I privati pensavano ad arrostire immediatamente le gustose sardine, il cui profumo d’arrosto si diffondeva da tutte le parti. Allora si diceva che “la morti di la sarda è arrustuta”.
Fra questi marinai c’era “cumpari Tanu”, “scariotu” di Marinella, una persona molto brava, ma dall’aspetto di un selvatico. Tutti lo conoscevano ed erano conosciuti da lui, compreso qualche centinaio di vacanzieri, che nel periodo estivo andavano lì a villeggiare.
Una volta in Sicilia il comparatico era molto sentito come un vincolo di quasi parentela; anzi, nella vita corrente e nella letteratura, le persone amiche si chiamavano spesso “cumpari e cummari” senza che ci fosse fra loro nessun vincolo di comparatico, così avvenne per il nostro personaggio.

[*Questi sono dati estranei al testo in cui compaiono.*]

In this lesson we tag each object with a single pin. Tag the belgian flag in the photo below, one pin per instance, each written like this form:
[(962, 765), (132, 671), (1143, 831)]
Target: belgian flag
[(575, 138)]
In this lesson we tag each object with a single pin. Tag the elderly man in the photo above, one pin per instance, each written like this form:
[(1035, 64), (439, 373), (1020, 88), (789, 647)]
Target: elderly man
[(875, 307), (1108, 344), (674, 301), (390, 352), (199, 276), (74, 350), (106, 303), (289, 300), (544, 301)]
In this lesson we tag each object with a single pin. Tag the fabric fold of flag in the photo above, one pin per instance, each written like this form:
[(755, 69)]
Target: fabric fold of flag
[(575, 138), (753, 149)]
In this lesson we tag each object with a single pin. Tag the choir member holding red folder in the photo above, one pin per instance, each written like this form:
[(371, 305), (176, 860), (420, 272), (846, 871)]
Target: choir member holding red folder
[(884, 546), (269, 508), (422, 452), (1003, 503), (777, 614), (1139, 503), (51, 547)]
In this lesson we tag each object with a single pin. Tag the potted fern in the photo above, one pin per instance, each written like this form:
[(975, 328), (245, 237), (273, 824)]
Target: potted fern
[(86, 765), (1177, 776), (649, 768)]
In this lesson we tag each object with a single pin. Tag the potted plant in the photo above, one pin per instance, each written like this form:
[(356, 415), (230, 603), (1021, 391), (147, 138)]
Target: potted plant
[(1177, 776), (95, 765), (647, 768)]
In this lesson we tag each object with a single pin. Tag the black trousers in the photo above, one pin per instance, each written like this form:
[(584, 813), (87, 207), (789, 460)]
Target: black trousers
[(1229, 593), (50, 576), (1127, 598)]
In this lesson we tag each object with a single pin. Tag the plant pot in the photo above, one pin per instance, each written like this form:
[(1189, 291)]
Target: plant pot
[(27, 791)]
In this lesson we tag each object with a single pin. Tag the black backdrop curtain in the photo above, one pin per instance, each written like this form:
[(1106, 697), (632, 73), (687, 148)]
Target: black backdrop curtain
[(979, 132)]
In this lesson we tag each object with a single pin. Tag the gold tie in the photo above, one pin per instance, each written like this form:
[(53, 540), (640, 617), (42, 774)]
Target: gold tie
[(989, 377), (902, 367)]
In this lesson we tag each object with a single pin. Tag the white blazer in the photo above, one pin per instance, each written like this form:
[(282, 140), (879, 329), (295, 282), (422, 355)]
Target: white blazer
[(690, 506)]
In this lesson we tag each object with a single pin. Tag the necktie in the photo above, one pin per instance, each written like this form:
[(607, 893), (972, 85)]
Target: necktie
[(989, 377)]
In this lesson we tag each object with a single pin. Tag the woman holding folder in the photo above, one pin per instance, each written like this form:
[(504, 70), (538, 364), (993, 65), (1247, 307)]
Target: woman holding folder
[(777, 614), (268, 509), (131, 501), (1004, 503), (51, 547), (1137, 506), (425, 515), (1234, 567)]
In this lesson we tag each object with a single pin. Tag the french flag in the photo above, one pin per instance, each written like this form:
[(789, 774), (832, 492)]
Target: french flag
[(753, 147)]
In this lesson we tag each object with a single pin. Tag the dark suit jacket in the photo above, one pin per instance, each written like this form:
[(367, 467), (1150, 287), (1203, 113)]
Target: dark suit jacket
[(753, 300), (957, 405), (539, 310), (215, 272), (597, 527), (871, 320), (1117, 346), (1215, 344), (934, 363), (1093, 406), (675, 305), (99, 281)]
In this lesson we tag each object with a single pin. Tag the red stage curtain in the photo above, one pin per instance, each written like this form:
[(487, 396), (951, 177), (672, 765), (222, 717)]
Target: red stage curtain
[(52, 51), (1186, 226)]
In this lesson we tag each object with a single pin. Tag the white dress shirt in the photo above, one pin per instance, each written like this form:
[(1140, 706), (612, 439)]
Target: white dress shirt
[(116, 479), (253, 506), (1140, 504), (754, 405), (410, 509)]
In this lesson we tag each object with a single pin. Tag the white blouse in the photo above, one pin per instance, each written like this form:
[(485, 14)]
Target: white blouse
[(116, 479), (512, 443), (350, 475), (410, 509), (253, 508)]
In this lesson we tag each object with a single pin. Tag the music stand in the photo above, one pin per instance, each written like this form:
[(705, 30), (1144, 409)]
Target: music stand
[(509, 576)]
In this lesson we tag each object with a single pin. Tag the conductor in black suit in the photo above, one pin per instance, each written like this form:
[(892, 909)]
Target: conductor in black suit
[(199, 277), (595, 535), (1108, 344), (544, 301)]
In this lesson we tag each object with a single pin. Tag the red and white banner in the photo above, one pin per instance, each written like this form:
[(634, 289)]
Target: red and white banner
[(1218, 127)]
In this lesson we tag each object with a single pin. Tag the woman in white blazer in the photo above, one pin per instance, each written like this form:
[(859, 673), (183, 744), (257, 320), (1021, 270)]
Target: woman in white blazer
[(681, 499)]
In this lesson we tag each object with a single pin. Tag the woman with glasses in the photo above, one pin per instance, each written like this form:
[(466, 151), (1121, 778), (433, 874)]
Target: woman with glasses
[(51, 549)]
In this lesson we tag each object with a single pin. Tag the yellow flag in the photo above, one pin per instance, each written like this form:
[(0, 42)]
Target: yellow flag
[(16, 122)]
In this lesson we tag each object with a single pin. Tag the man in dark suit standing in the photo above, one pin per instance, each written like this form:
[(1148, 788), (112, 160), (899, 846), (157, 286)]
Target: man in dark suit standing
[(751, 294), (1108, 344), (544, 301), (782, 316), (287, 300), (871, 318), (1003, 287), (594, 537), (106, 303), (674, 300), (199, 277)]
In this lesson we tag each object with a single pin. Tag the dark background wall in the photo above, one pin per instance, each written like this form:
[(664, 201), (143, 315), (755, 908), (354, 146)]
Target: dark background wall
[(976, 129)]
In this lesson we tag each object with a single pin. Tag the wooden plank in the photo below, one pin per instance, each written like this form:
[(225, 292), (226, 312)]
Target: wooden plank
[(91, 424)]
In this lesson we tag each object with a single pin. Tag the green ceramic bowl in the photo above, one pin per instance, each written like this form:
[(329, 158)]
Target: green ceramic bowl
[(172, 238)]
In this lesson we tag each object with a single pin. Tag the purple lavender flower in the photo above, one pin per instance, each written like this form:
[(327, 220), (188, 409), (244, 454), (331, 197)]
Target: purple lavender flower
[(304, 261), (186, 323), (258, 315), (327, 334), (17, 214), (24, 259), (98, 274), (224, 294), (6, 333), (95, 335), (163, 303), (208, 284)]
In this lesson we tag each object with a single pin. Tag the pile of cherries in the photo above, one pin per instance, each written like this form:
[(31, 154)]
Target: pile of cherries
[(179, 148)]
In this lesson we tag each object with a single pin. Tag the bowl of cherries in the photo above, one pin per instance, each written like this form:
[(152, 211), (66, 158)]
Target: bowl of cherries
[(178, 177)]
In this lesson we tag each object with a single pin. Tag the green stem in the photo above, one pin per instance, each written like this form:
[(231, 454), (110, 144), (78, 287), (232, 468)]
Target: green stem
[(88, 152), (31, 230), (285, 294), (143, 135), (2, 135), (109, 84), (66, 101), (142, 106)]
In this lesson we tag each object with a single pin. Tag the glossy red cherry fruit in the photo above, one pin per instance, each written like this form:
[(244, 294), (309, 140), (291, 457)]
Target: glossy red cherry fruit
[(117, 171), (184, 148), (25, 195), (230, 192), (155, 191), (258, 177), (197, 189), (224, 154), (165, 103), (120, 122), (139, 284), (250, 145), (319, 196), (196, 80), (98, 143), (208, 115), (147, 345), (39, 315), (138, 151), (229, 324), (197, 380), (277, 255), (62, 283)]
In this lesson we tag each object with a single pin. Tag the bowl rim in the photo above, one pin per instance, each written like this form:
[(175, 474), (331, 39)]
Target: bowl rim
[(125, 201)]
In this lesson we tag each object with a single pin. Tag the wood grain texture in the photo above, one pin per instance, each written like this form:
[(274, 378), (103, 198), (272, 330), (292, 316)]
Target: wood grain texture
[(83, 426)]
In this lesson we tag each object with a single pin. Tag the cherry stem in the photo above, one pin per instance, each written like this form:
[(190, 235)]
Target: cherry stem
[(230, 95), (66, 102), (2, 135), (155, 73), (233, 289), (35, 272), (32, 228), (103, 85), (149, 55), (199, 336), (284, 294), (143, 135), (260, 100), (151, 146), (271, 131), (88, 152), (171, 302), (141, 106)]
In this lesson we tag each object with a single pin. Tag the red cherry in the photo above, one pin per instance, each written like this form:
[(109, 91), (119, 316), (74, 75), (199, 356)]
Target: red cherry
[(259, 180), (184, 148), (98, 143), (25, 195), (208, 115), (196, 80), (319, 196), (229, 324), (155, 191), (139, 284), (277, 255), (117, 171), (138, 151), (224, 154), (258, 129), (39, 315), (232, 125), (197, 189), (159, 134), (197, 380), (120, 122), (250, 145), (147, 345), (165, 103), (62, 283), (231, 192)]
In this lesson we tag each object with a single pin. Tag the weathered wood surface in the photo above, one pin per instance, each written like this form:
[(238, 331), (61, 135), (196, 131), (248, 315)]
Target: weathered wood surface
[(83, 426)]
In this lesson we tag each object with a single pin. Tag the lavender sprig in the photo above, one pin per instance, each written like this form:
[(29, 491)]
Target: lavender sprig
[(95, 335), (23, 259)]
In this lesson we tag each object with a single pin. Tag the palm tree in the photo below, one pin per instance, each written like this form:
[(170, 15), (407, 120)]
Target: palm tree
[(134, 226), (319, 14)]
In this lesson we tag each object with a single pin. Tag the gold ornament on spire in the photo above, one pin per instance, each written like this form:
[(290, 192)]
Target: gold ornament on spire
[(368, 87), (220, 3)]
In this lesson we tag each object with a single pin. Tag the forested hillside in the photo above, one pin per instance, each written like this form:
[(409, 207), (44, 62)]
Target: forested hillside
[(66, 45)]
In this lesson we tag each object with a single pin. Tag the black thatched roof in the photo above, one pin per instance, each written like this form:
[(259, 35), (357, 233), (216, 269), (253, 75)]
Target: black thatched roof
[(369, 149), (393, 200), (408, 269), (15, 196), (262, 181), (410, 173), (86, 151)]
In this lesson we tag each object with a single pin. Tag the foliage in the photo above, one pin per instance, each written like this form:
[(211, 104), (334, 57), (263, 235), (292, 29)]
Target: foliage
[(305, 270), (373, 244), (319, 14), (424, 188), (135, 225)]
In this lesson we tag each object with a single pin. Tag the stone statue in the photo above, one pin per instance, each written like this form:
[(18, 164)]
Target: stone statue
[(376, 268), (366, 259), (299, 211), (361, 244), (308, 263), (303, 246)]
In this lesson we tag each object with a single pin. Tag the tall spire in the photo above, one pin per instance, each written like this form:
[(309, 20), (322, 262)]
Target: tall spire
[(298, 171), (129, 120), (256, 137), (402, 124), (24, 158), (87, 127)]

Lo vedevo camminare sempre a piedi scalzi con i pantaloni risvoltati fino ad i polpacci delle gambe, secondo la rigida tradizione marinaresca di allora. Anche se le strade non erano asfaltate, sembrava che lui camminasse su un materasso di piume. Portava sempre la barba incolta e la sua pelle era incartapecorita, per il sole e la salsedine, cui era stata esposta per tutta la sua vita.
Ormai era vecchio per andare a pesca, ma non stava in ozio e aiutava gli altri marinai a caricare e scaricare le barche, a rammendare le reti e alla riparazione delle scialuppe. Un giorno, durante una detta riparazione, la pece messa a bollire in un recipiente, si riversò accidentalmente sulla sua gamba.
Allora finiva all’ospedale soltanto chi era in pericolo di morte, per cui il nostro personaggio si è visto camminare con fatica per più di un mese con delle grosse bolle provocate dalla scottatura. Un’altra volta stava malissimo, la notizia si sparse e chi lo conosceva era preoccupato; già la guardia comunale Pusateri, incaricata dal comune di Castelvetrano per provvedere alle necessità della popolazione, era stata avvisata di chiamare un mezzo per portarlo all’ospedale.
Per fortuna la situazione si è risolta e così tornò a girare per il paese. Si è saputo in seguito che si era ridotto in quelle condizioni per aver mangiato a colazione il contenuto di un grosso paniere di fichi d’india “austini”, chiamati allora “attuppaculu”.